The striking, stream-lined helmets have been made using plastic outer and inner shells, sandwiching a lightweight, aluminium "honeycomb", similar to that used in jet plane wings and Formula One cars.
The challenge was to come up with and test a design that adhered to strict European safety regulations, while providing an aerodynamic edge.
Throughout the development phase, the cyclists tested the proto- types in wind tunnels until they were perfected and ready for competition.
The longer, "pursuit" design and the shorter "sprint" helmet have helped the cyclists become the nation's most successful team at the games, winning eight gold medals, two silvers and two bronzes on the track and the road. Their success has provoked sour grapes from some opposition, with rival coaches accusing them of having "magic wheels" and secret equipment.
None of the Crux team managed to secure tickets to the velodrome to watch the track races, so they have been glued to their computer and TV screens every afternoon when the medals have been decided.
"It's been awesome to watch," said Mr West. "In the last few days, from 4pm, we've probably not had 100 per cent productivity here. It's been very exciting."
Looking back on three years of hard work, he added: "There has been a bit of pressure, but it's been really good being a part of it all."
On the debate about whether Team GB had an unfair technical advantage, Mr West said: "I quite like it when people say things like that.

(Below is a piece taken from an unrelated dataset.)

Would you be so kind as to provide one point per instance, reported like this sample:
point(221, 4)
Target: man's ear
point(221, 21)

They need to work harder, don't they?
"I think 99.99 per cent of it is down to the training, the athletes and the coaching, but I do think part of what we've done helps."
The Crux team also worked with other Bristol companies in developing the helmet.
Polysigns, on Newfoundland Road, made the vinyls for the eye-catching helmet logos and flags; Laserit, based in Yate, made the buckles; and AG Metal Services in Kingswood polished the finished product.